08:32 AM EDT, 05/07/2024 (MT Newswires) -- Walt Disney ( DIS ) on Tuesday raised its full-year earnings growth outlook as the media and entertainment giant's fiscal second-quarter results increased annually, although revenue fell short of market estimates.
The company now anticipates per-share adjusted earnings to grow by 25% for fiscal 2024, compared with its prior guidance for a gain of at least 20%. The consensus on Capital IQ is for normalized EPS of $4.70. In the March quarter, Disney's ( DIS ) adjusted EPS climbed 30% to $1.21, topping the Street's view for $1.10.
However, the company's shares fell 5.5% in recent premarket activity.

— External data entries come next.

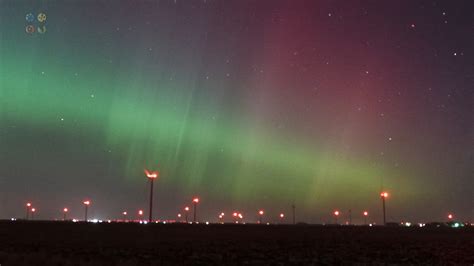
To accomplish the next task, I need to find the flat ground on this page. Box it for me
[0,221,474,266]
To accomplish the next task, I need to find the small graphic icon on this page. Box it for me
[38,25,46,34]
[25,25,35,34]
[38,13,46,22]
[25,13,35,22]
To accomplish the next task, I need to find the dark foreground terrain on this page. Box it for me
[0,221,474,266]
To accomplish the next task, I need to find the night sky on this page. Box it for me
[0,0,474,223]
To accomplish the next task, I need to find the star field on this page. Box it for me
[0,0,474,222]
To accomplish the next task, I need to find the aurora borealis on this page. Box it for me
[0,0,474,222]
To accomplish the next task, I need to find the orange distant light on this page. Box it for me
[145,169,160,179]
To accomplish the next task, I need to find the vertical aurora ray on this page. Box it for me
[0,1,472,220]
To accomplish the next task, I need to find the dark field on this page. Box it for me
[0,221,474,266]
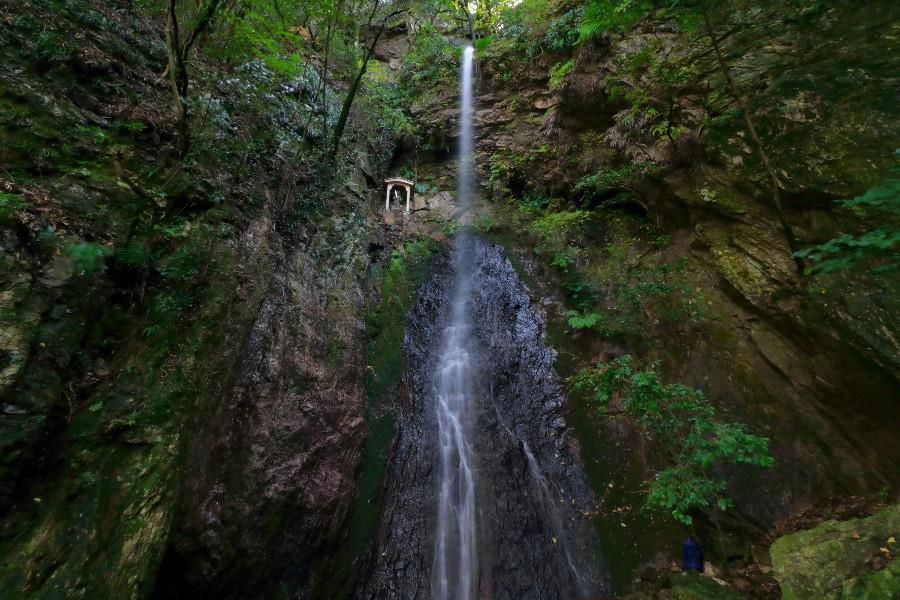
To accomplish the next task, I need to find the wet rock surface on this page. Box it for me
[358,237,606,598]
[154,213,366,598]
[771,505,900,600]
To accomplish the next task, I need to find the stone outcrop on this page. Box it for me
[771,505,900,600]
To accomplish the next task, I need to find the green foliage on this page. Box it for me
[66,241,111,275]
[566,310,609,332]
[472,214,497,233]
[570,356,774,525]
[578,0,656,42]
[572,161,656,202]
[529,210,590,270]
[549,58,575,92]
[401,27,460,96]
[0,193,28,223]
[542,6,584,52]
[794,164,900,274]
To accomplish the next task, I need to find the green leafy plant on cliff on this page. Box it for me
[570,355,774,525]
[549,58,575,92]
[795,165,900,274]
[0,193,28,224]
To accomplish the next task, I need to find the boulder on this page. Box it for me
[771,504,900,600]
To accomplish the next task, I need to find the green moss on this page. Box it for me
[771,505,900,600]
[313,238,443,599]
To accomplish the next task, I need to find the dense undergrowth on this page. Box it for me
[0,0,414,597]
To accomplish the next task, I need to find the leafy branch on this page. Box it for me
[570,355,774,525]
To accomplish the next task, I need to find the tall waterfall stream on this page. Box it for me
[358,47,608,600]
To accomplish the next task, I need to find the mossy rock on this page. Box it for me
[667,573,741,600]
[622,572,742,600]
[771,504,900,600]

Revenue for the second quarter ticked up 1% to $22.08 billion, but was just shy of analysts' $22.14 billion forecast. Disney ( DIS ) also swung to a net loss in the period due to a goodwill impairment charge of $2.05 billion, related to merging its Star India division into a new joint venture with Indian multinational conglomerate Reliance Industries.

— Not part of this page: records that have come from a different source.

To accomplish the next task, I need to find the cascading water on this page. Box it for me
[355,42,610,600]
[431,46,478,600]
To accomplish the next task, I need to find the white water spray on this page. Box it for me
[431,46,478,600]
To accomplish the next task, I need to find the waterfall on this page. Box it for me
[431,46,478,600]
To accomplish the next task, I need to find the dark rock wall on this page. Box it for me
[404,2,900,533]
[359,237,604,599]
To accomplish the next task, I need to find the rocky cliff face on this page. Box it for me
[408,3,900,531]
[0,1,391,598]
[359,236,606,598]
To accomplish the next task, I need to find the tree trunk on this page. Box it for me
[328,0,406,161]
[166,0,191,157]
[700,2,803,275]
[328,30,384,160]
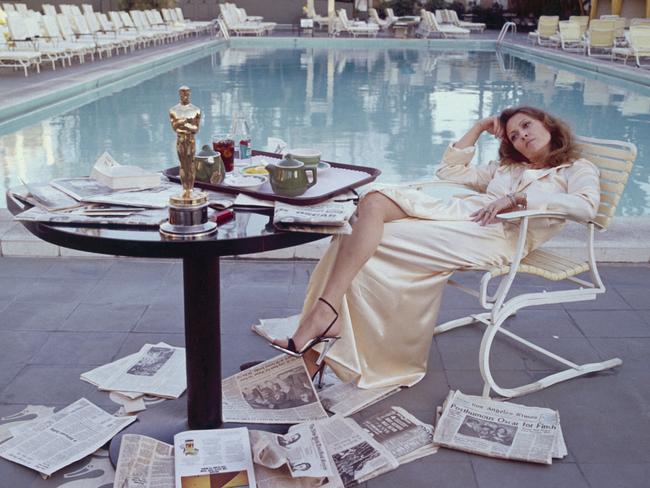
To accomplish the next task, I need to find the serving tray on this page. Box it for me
[163,150,381,205]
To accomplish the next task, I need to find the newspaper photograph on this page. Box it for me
[318,381,400,417]
[434,391,566,464]
[273,201,357,227]
[14,205,169,227]
[251,314,300,342]
[352,407,438,465]
[316,415,399,488]
[222,354,327,424]
[0,398,136,476]
[254,464,324,488]
[250,422,332,478]
[90,344,187,399]
[174,427,257,488]
[113,434,174,488]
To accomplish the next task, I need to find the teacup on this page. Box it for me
[285,147,320,168]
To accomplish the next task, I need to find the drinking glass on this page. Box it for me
[212,134,235,172]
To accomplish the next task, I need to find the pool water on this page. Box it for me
[0,47,650,215]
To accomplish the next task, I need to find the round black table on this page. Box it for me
[6,191,327,429]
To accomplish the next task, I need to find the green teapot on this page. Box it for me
[194,144,226,185]
[266,154,316,197]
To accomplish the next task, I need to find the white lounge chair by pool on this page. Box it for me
[0,26,41,76]
[417,9,469,38]
[332,9,379,37]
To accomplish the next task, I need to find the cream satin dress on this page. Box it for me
[303,146,600,388]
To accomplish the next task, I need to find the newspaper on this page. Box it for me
[222,354,327,424]
[113,434,174,488]
[250,422,332,478]
[317,415,399,488]
[174,427,257,488]
[12,179,80,211]
[318,381,400,417]
[14,204,169,227]
[0,398,135,476]
[273,201,357,234]
[434,391,566,464]
[254,464,323,488]
[251,314,300,342]
[352,407,438,465]
[81,344,187,399]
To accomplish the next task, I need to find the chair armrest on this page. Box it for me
[497,210,604,229]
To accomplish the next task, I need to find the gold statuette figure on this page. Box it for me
[160,86,217,239]
[169,86,201,202]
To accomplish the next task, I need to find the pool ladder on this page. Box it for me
[497,22,517,44]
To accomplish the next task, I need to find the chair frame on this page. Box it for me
[407,137,637,398]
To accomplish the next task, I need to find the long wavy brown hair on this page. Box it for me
[499,105,579,168]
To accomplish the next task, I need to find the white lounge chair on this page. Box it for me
[446,9,485,32]
[95,12,145,49]
[368,7,390,30]
[559,20,587,54]
[407,137,637,398]
[417,9,470,39]
[0,26,41,77]
[219,3,266,36]
[307,2,330,29]
[332,9,379,37]
[7,11,69,70]
[41,15,90,64]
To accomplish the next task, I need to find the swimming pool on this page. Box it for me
[0,43,650,215]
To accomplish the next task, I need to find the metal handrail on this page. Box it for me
[497,22,517,44]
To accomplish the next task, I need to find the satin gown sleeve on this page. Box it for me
[528,159,600,220]
[436,144,499,193]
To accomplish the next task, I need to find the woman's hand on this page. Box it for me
[478,115,504,139]
[470,197,515,225]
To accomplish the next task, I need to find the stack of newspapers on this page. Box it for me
[113,400,437,488]
[433,390,567,464]
[81,342,187,414]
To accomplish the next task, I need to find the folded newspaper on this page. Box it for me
[0,398,136,476]
[273,201,357,234]
[222,354,327,424]
[433,390,567,464]
[81,343,187,399]
[252,315,400,417]
[174,427,257,488]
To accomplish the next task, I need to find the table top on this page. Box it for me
[6,190,328,258]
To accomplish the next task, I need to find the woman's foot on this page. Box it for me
[273,298,341,352]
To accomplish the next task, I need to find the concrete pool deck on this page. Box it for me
[0,31,650,263]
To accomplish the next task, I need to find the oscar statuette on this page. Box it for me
[160,86,217,239]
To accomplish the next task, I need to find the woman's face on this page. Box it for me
[506,112,551,163]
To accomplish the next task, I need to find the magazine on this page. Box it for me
[174,427,257,488]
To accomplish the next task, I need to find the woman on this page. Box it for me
[272,107,600,388]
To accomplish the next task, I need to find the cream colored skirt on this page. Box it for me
[303,192,516,388]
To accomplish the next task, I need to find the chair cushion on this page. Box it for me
[489,249,589,281]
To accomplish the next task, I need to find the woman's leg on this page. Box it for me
[275,192,407,350]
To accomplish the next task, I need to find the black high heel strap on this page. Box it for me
[318,297,339,339]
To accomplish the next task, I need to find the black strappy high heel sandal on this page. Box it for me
[270,297,341,366]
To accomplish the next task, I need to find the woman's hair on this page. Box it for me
[499,105,579,167]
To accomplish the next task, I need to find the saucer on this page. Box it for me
[223,175,268,191]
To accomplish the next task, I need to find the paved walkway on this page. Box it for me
[0,258,650,488]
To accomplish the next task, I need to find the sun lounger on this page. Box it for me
[418,9,469,39]
[559,20,586,54]
[332,9,379,37]
[0,26,41,76]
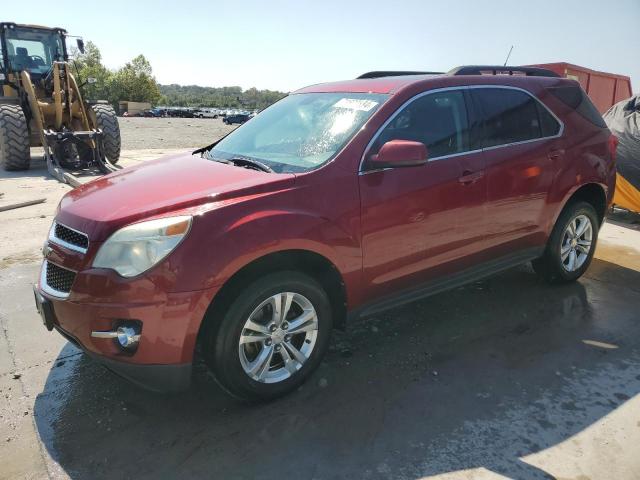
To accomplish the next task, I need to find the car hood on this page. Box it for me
[56,154,295,241]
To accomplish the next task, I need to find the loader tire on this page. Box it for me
[91,103,121,164]
[0,105,31,170]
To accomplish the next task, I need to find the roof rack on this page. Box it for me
[447,65,560,77]
[358,70,444,79]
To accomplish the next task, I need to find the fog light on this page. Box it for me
[116,327,140,349]
[91,322,142,351]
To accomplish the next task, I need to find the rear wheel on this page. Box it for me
[532,202,600,283]
[203,272,332,401]
[91,103,121,164]
[0,105,31,170]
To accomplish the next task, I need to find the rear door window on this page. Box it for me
[471,88,560,148]
[369,90,470,159]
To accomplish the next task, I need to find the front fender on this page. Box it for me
[171,204,362,291]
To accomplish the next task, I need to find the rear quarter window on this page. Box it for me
[547,85,607,128]
[471,88,560,148]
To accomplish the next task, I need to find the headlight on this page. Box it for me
[93,216,191,277]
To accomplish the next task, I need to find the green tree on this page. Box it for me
[111,55,161,103]
[72,41,112,100]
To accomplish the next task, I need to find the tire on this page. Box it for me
[531,202,600,284]
[203,271,332,402]
[91,103,121,164]
[0,105,31,170]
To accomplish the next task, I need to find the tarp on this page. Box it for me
[603,95,640,212]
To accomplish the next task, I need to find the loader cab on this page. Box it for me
[0,23,68,85]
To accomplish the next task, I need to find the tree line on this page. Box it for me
[72,41,286,109]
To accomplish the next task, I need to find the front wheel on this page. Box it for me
[203,272,332,401]
[532,202,600,283]
[91,103,121,164]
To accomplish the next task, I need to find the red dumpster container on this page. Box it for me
[532,62,631,113]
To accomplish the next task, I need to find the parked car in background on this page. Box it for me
[223,113,251,125]
[193,109,218,118]
[35,67,616,400]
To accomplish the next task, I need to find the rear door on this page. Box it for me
[469,87,564,258]
[359,88,486,298]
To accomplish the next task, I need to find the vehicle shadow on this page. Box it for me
[34,260,640,479]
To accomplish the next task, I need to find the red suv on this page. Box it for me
[35,67,616,400]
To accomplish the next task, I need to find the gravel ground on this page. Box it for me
[118,117,237,150]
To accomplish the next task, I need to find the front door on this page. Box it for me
[469,87,563,258]
[359,89,486,300]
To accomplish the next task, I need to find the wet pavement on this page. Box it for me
[0,224,640,479]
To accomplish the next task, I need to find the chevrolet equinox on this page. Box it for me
[34,67,616,400]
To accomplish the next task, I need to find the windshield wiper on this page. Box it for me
[229,157,273,173]
[208,156,274,173]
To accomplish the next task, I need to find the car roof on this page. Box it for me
[294,75,442,93]
[293,74,577,95]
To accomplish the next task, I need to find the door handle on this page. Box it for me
[458,170,484,185]
[547,148,564,160]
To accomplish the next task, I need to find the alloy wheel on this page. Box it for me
[560,215,593,272]
[238,292,318,383]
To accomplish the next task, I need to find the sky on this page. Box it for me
[2,0,640,92]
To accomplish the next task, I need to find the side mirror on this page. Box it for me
[369,140,428,169]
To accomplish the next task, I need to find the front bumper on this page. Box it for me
[54,326,192,393]
[35,260,217,392]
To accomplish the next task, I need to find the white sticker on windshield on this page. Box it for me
[334,98,378,112]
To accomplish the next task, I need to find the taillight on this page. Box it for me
[609,134,618,162]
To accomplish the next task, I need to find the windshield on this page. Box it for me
[5,27,64,74]
[207,93,387,173]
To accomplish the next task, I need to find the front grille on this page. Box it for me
[45,262,76,293]
[53,223,89,251]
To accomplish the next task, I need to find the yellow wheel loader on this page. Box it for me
[0,22,120,184]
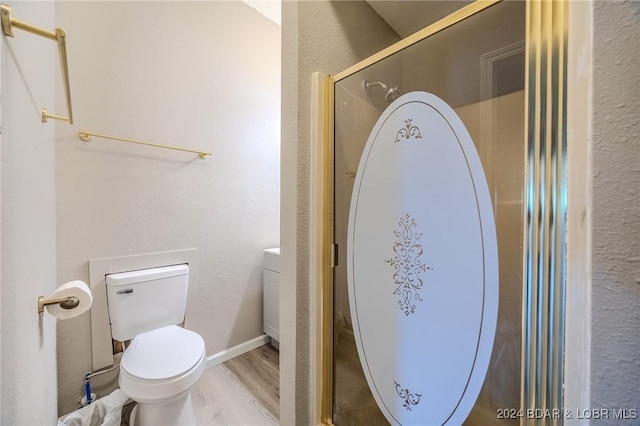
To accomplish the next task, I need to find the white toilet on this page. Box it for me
[106,265,207,426]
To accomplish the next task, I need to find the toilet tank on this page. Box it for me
[106,265,189,341]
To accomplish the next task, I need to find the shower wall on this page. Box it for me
[56,2,280,413]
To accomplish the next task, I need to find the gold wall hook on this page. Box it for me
[38,296,80,314]
[0,4,73,124]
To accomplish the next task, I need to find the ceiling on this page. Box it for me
[367,0,473,38]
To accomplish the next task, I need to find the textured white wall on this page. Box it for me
[591,1,640,418]
[280,0,398,425]
[56,2,280,413]
[0,2,59,425]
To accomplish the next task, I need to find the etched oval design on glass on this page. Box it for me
[347,92,498,425]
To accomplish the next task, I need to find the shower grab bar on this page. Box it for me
[78,130,213,159]
[0,4,73,124]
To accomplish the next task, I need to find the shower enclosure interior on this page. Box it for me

In the experiences segment, the company's revenue inclined 10% to $8.39 billion, as domestic and international parks and experiences logged gains of 7% and 29%, respectively. Consumer products sales moved 3% higher to $913 million driven by higher games licensing revenue.
"Our results were driven in large part by our experiences segment as well as our streaming business," Chief Executive Robert Iger said in a statement. "Importantly, entertainment streaming was profitable for the quarter, and we remain on track to achieve profitability in our combined streaming businesses in (the fourth quarter)."

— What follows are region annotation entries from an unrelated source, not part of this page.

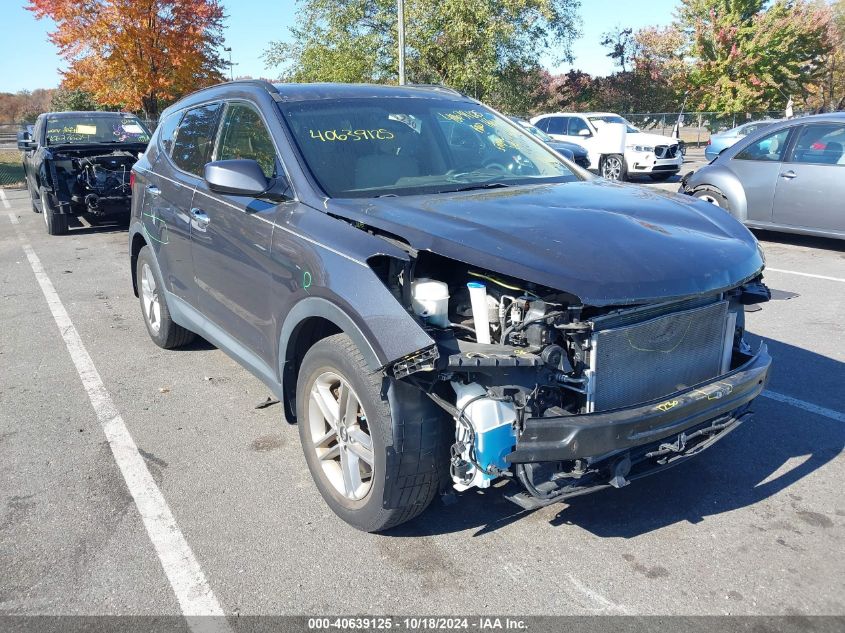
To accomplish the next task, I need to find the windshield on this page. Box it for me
[45,114,150,145]
[517,121,555,143]
[279,97,579,198]
[588,114,639,134]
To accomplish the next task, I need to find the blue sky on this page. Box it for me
[0,0,678,92]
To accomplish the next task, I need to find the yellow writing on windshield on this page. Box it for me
[308,128,395,143]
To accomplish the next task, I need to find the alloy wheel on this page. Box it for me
[306,371,375,501]
[601,156,622,180]
[696,193,722,207]
[141,262,161,334]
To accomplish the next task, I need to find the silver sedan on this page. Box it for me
[680,112,845,239]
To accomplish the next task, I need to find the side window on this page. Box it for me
[789,123,845,165]
[171,103,220,176]
[569,116,593,136]
[734,128,792,162]
[158,112,182,156]
[546,116,569,134]
[217,103,276,178]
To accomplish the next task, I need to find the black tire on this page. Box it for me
[24,174,41,213]
[40,187,67,235]
[692,189,731,213]
[135,246,196,349]
[599,154,628,182]
[296,334,448,532]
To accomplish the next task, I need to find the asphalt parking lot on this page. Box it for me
[0,157,845,615]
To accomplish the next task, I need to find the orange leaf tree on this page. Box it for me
[27,0,225,119]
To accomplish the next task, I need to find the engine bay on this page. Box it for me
[45,148,138,215]
[381,251,768,507]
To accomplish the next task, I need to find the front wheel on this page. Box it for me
[296,334,440,532]
[648,171,676,182]
[599,154,626,181]
[135,246,194,349]
[41,187,67,235]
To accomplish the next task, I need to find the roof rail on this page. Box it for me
[179,79,279,101]
[400,84,468,97]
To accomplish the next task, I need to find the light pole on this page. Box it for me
[397,0,405,86]
[223,46,235,81]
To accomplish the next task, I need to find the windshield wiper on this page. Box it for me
[440,182,510,193]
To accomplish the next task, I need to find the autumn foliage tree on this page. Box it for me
[27,0,225,119]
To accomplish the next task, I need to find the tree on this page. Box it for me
[601,29,636,73]
[0,88,54,123]
[50,87,104,112]
[676,0,830,112]
[808,0,845,112]
[265,0,579,111]
[27,0,225,119]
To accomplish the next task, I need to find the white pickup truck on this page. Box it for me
[531,112,684,180]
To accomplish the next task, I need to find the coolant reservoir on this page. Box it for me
[452,382,516,490]
[411,279,449,327]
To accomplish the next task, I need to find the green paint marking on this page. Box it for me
[141,212,170,244]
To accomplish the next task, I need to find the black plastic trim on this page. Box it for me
[507,344,772,463]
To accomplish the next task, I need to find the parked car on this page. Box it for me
[129,81,771,531]
[531,112,684,180]
[680,112,845,239]
[511,117,590,169]
[18,112,150,235]
[704,119,775,161]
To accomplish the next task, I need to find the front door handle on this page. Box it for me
[191,207,211,229]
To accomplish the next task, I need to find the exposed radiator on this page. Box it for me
[590,301,732,411]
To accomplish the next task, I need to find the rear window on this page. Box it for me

The entertainment division's revenue slipped 5% to $9.8 billion, as a 13% growth in direct-to-consumer sales were offset by declines of 8% in linear networks and 40% in content sales and licensing. The number of core Disney+ subscribers rose 6% sequentially to 117.6 million, while Disney+ Hotstar users slipped 6% to 36 million. Hulu's paid subscribers increased to 50.2 million from 49.7 million as of Dec 30.
Disney ( DIS ) expects "softer" direct-to-consumer results in the current quarter driven by Disney+ Hotstar. It still projects the combined streaming businesses to be a "meaningful future growth driver" with further improvements in profitability for fiscal 2025. For the experiences segment, third-quarter operating income is pegged to come in "roughly comparable" to the previous year.
"Looking at our company as a whole, it's clear that the turnaround and growth initiatives we set in motion last year have continued to yield positive results," according to Iger.